TAMPA – It didn’t take long in Colorado’s Stanley Cup celebrations for Nazem Kadri to have the quote of the playoffs.
“For everyone that thought I was a liability in the playoffs, you can kiss my ass,” he told Sportsnet’s Elliotte Friedman and David Amber.
Dang.
If you haven’t followed his career too closely, Kadri has been suspended for nearly 20 playoff games over his career and eventually led to Toronto trading him to the Colorado Avalanche prior to the 2020-21 season. In 2021, he was suspended eight games for a hit on Justin Faulk that ultimately contributed to a second-round loss to the Vegas Golden Knights last year.
The talent was always there, but he kept finding ways to get in his own way. And now, he’s a Stanley Cup champion, and was a big contributor on Colorado’s path to greatness.
The road to this point was remarkable. He broke his thumb after getting hit early in Game 4 of the Western Conference final and missed the opening three games against Tampa Bay. He didn’t play at his full potential in Game 4, but he scored the goal that gave the Avalanche the 3-1 series lead and in a spot to close it out.
For the entire two-week Stanley Cup final run, Kadri couldn’t even tie his own skates. Typically Colorado’s second-line center, he took just one faceoff all series long. He managed to hold the Cup on his own at first, but needed assistance from his dad, Sam, later in the night. The Stanley Cup weighs 34.5 pounds, but it doesn’t feel that way when you’re just minutes removed from winning the trophy you chased for your entire life.
“Do you what kind of adrenaline is going through my body right now?” Kadri said with a smile. “I’ve got some freezing in there too, I can’t really feel it as much. I just wanted to be in the thick of it.”
Kadri went from barely gripping his stick in practice early in the series to scoring one of the biggest goals of the playoffs, and remaining a steady presence in Colorado’s lineup. That determination didn’t get lost on the group, and despite not playing at 100 percent when it mattered most, he was an invaluable piece of the Cup run.
“The thing with Naz this year is the consistency and the competitiveness in his play,” said Avalanche head coach Jared Bednar. “You mix and match that with his skill and his ability to create offense and score goals and still be a solid defender, and it kind of tells you what he brings to our team. It’s a little bit of everything.”
Colorado’s injured player list runs deep. Valeri Nichushkin, Andre Burakovsky and Darren Helm were struggling to move around the ice during celebrations. Many more were beaten and bruised with battle scars. The fight for the Stanley Cup is a grind, and Kadri knows that as well as anyone right now.
“I turned a six-week timeline into two weeks,” Kadri said about his recovery. “What a war.”
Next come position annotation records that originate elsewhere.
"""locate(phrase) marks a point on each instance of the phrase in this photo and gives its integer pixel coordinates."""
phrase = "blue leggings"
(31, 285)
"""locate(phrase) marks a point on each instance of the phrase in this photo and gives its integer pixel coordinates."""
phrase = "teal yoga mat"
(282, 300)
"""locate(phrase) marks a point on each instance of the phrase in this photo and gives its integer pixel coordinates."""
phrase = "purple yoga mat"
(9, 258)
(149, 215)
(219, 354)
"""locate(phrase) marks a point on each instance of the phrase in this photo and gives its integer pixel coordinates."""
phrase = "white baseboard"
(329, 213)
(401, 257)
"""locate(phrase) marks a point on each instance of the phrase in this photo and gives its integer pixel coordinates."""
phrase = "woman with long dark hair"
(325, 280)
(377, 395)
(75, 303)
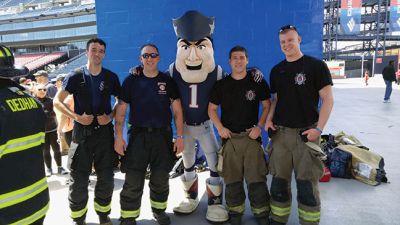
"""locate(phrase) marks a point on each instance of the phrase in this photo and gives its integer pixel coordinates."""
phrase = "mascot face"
(195, 60)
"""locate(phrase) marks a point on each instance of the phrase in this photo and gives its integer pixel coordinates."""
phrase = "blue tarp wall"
(126, 25)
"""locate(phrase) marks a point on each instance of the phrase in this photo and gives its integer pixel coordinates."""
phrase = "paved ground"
(358, 110)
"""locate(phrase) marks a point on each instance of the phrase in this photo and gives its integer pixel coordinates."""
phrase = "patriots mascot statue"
(195, 73)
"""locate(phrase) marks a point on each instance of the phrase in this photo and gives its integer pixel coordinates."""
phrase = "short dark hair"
(95, 40)
(149, 45)
(238, 48)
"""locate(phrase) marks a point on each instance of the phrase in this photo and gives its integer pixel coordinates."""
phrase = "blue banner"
(350, 16)
(394, 15)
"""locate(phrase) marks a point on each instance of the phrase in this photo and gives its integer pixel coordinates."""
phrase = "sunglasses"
(150, 55)
(287, 27)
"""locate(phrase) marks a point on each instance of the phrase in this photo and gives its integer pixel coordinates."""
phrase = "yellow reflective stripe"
(130, 214)
(158, 205)
(32, 218)
(259, 210)
(23, 143)
(309, 216)
(23, 194)
(80, 213)
(280, 211)
(100, 208)
(238, 209)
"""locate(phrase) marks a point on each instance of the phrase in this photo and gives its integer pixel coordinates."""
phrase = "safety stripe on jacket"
(32, 218)
(158, 205)
(23, 194)
(280, 211)
(100, 208)
(130, 213)
(309, 216)
(77, 214)
(238, 209)
(23, 143)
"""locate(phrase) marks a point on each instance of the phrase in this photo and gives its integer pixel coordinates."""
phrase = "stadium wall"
(127, 24)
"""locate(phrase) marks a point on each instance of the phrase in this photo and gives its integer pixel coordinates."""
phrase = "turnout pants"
(287, 153)
(146, 146)
(91, 146)
(243, 157)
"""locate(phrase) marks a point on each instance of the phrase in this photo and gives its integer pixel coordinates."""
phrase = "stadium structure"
(48, 34)
(366, 43)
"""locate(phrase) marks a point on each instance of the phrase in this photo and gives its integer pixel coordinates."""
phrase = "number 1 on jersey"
(193, 96)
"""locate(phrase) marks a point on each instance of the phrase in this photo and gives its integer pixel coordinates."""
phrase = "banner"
(394, 21)
(350, 16)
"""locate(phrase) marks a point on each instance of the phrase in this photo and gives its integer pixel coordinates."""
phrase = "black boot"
(105, 220)
(162, 218)
(128, 222)
(264, 220)
(273, 222)
(235, 219)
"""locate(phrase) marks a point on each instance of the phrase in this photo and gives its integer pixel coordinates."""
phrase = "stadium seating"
(34, 61)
Kadri is an unrestricted free agent, and after a career-high 87 points and a near Conn Smythe-caliber run had he stayed healthy, he’ll get a healthy pay raise from the $4.5 million he was making on his deal this season. The Avalanche have a busy summer ahead, and Kadri’s status is one of the biggest question marks.
Who knows if he stays, but he definitely believes in the team’s long-term future.
“You see the core pieces we got in place, we’ve got great players and great people, more importantly, and that’s what it takes to win,” Kadri said. “There are so many different factors during this playoff run where our maturity showed and I think those building blocks in the past couple of years paid off.”
Indeed, the Avs have the makings of the next great dynasty. This wasn’t a group that lucked their way to the Cup. They beat the two-time defending champs and, statistically, had full control of the series from the start. We may never see a group quite like this again.
Looking back, we’ll likely never forget Kadri’s impact, either.